Jakobusbrief - Kapitel 1 Kap. 1 - Jakobusbrief
[1] Santiago siervo de Dios y del Señor Jesu Cristo, a las doce tribus que están en la dispersión, salud.
[2] Hermanos míos, tenéd por todo gozo cuando cayereis en diversas tribulaciones:
[3] Sabiendo que la prueba de vuestra fe obra paciencia.
[4] Mas tenga la paciencia su obra perfecta, para que seáis perfectos y cabales, sin faltar en alguna cosa.
[5] Y si alguno de vosotros tiene falta de sabiduría, demándela a Dios, (el cual da a todos dadivosamente, y no zahiere,) y serle ha dada.
[6] Empero demande en fe, no dudando nada; porque el que duda, es semejante a la onda de la mar, que es movida del viento, y es echada de una parte a otra.
[7] No piense pues el tal hombre que recibirá cosa alguna del Señor.
[8] El hombre de doblado ánimo, es inconstante en todos sus caminos.
[9] Además, el hermano que es de humilde condición, gloríese en su ensalzamiento;
[10] Mas el que es rico, en su humillación; porque él se pasará como la flor de la yerba:
[11] Que salido el sol con ardor, la yerba se secó, y su flor se cayó, y su hermosa apariencia pereció: así también se marchitará el rico en sus caminos.
[12] Bienaventurado el varón que sufre tentación; porque después que fuere probado, recibirá la corona de vida, que Dios ha prometido a los que le aman.
[13] Cuando alguno es tentado, no diga, que Dios me tienta; porque Dios no puede ser tentado por el mal, ni él tienta a alguno:
[14] Sino que cada uno es tentado, cuando de su propia concupiscencia es atraído, y cebado.

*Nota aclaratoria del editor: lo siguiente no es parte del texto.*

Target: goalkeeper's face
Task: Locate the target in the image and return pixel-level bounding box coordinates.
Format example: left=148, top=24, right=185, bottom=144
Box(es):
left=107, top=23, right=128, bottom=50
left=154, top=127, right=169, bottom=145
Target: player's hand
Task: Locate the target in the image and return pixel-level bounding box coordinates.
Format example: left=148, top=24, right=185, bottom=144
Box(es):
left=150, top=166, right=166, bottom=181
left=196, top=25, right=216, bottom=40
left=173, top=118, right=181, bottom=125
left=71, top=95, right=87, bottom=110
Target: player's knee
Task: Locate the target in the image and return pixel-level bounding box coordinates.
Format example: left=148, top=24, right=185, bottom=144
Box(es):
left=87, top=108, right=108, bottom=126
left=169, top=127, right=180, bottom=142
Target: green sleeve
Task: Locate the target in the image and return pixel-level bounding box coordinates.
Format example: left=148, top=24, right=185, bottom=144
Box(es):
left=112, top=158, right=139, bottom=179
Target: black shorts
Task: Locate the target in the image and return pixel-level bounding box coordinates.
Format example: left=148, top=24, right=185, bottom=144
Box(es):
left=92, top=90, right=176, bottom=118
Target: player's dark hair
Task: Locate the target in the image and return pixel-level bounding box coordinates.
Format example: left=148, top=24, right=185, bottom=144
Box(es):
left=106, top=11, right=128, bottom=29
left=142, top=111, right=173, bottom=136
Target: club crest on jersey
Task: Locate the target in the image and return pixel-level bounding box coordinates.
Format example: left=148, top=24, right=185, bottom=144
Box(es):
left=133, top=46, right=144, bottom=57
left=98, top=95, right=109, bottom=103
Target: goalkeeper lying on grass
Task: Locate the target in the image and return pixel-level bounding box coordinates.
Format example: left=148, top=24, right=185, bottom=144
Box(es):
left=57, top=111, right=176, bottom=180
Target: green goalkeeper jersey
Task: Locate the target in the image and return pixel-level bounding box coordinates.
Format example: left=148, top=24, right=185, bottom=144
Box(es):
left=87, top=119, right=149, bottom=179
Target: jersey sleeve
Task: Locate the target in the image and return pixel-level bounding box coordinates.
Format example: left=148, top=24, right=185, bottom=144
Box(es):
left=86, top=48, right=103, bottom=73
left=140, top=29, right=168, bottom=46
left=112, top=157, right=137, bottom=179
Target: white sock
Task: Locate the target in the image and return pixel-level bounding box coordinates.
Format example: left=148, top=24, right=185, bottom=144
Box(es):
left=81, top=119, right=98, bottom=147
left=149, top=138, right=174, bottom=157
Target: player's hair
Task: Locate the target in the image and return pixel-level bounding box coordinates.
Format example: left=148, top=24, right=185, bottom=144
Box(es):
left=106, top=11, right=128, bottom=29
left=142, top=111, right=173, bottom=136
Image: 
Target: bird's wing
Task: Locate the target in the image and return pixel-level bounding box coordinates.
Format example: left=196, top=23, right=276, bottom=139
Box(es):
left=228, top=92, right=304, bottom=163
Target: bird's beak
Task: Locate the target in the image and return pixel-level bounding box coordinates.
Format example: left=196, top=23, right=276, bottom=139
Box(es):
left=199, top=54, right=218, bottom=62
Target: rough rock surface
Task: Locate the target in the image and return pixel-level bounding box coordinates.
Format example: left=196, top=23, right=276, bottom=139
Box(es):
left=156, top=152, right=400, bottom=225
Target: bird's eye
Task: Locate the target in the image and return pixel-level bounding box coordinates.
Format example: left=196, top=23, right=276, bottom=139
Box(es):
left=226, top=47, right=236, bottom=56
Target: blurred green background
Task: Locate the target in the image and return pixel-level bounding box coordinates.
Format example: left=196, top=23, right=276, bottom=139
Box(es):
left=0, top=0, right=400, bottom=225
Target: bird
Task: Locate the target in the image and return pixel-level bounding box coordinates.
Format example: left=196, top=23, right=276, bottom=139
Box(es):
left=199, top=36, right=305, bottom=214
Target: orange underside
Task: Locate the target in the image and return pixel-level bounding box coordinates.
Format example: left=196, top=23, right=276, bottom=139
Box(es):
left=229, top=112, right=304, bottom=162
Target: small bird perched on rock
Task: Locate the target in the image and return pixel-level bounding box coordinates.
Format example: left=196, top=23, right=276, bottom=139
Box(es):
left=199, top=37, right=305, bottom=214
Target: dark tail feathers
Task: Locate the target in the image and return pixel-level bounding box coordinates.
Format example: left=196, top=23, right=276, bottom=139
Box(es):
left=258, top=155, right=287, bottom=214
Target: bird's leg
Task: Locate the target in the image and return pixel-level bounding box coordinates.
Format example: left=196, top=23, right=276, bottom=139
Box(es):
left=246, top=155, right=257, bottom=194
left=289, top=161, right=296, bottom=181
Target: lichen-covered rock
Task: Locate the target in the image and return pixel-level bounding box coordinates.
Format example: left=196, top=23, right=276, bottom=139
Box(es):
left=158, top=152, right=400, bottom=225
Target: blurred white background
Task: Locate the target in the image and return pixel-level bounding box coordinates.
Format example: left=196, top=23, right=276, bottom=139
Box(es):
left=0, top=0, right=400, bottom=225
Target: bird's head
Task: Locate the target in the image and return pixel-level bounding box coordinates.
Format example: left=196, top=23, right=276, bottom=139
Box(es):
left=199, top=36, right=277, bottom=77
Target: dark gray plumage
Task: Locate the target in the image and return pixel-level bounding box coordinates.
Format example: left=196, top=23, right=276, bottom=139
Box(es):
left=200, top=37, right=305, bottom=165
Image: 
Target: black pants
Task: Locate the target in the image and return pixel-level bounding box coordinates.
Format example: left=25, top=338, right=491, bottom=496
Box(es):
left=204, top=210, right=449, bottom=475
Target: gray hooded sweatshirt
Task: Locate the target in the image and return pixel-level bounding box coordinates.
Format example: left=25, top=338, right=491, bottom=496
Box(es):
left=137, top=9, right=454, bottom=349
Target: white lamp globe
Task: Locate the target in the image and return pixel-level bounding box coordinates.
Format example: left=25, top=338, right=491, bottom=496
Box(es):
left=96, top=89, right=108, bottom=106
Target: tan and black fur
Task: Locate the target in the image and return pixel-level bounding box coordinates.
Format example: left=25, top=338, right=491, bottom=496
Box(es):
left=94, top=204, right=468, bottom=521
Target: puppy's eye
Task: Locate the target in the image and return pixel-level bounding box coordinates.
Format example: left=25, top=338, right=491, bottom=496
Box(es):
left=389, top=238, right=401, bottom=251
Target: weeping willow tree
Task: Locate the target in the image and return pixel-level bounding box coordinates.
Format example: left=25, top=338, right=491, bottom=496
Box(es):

[15] Y la concupiscencia después que ha concebido, pare al pecado: y el pecado, siendo cumplido, engendra muerte.
[16] Hermanos míos muy amados, no erréis.
[17] Toda buena dádiva, y todo don perfecto es de lo alto, que desciende del Padre de las lumbres, en el cual no hay mudanza, ni sombra de variación.
[18] El de su propia voluntad nos ha engendrado por la palabra de verdad, para que seamos como primicias de sus criaturas.
[19] Así que, hermanos míos muy amados, todo hombre sea pronto para oír, tardío para hablar, tardío para airarse;
[20] Porque la ira del hombre no obra la justicia de Dios.
[21] Por lo cual dejando toda inmundicia, y superfluidad de malicia, recibíd con mansedumbre la palabra injerida en vosotros, la cual puede hacer salvas vuestras almas.
[22] Mas sed hacedores de la palabra, y no tan solamente oidores, engañándoos a vosotros mismos.
[23] Porque si alguno oye la palabra, y no la pone por obra, este tal es semejante al hombre que considera en un espejo su rostro natural:
[24] Porque él se consideró a sí mismo, y se fue; y luego se olvidó qué tal era.
[25] Mas el que hubiere mirado atentamente en la ley perfecta que es la de la libertad, y hubiere perseverado en ella, no siendo oidor olvidadizo, sino hacedor de la obra, este tal será bienaventurado en su hecho.
[26] Si alguno de entre vosotros piensa ser religioso, y no refrena su lengua, sino que engaña su propio corazón, la religión del tal es vana.
[27] La religión pura y sin mácula delante de Dios y Padre es esta: Visitar los huérfanos y las viudas en sus tribulaciones, y guardarse sin mancha del mundo.